Гребер слушал. Потом попробовал определить, откуда доносятся звуки, но не сумел. Они были как бы везде и доносились отовсюду, сильные и требовательные, порой одиночные, порой похожие на арпеджио и на неразрешенный аккорд безутешной скорби.
Дружинник, подумал он. Полоумный этот, больше некому. Он прошел к дому, от которого уцелел только фасад, рывком распахнул дверь. С кресла за дверью вскочила какая-то фигура. Гребер заметил, что кресло то самое, зеленое, что стояло в руинах дома его родителей.
– Что случилось? – испуганно выкрикнул дружинник.
Гребер заметил, что в руках у него ничего нет. А звуки не умолкали.
– Что это? – спросил он. – Откуда этот звук?
Дружинник приблизил свое влажное лицо к лицу Гребера.
– А-а, солдат! Защитник отечества! Что это? Разве не слышите? Реквием по погребенным! Откопайте их! Откопайте! Прекратите убийство!
– Чепуха!
Сквозь поднимающийся туман Гребер посмотрел вверх. Там раскачивалось на ветру что-то вроде черного кабеля, и всякий раз слышался загадочный гулкий звук. Он вдруг вспомнил про фортепиано с сорванной крышкой, которое висело высоко в развалинах. Кабель ударялся о струны.
– Это фортепиано, – сказал он.
– Фортепиано? Фортепиано! – передразнил дружинник. – Много вы понимаете, безнадежный убийца! Это колокол мертвецов, а звонит в него ветер! Небо взывает к милосердию, слышите вы, стреляющий автомат? К милосердию, которого на земле больше нет! Что вы знаете о смерти, вы, разрушитель! Да откуда вам знать? Виновные в уничтожении никогда о нем не ведают! – Он наклонился вперед, зашептал: – Мертвые повсюду. Они лежат под развалинами, с размозженными лицами, раскинув руки, лежат, но восстанут и будут вас преследовать…

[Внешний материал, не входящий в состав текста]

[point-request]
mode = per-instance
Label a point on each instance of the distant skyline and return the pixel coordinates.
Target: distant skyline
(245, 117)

Гребер отступил на мостовую.
– Преследовать, – шептал ему вдогонку дружинник. – Предъявят вам обвинение и будут вершить суд над каждым по отдельности…
Гребер уже не видел его. Только слышал хриплый голос в мельтешащих клочьях тумана:
– «Так как вы сделали это одному из сих братьев Моих меньших, то сделали Мне», – глаголет Господь…
Он зашагал дальше, бормоча:
– Иди ты к черту! Иди к черту и похорони себя самого в развалинах, на которых сидишь, словно сыч!
Шагал дальше и с ожесточением думал: мертвецы! Мертвецы, мертвецы! Довольно с меня мертвецов! Зачем я вернулся? Не затем ли, чтобы почувствовать, что где-то в этой пустыне еще есть жизнь?
Он позвонил. Дверь открылась сию же минуту, словно кто-то стоял прямо за нею.
– Ах, это вы… – удивленно проговорила госпожа Лизер.
– Да, я, – ответил Гребер.
Он ожидал увидеть Элизабет. В ту же минуту она вышла из своей комнаты. На сей раз госпожа Лизер без лишних слов посторонилась.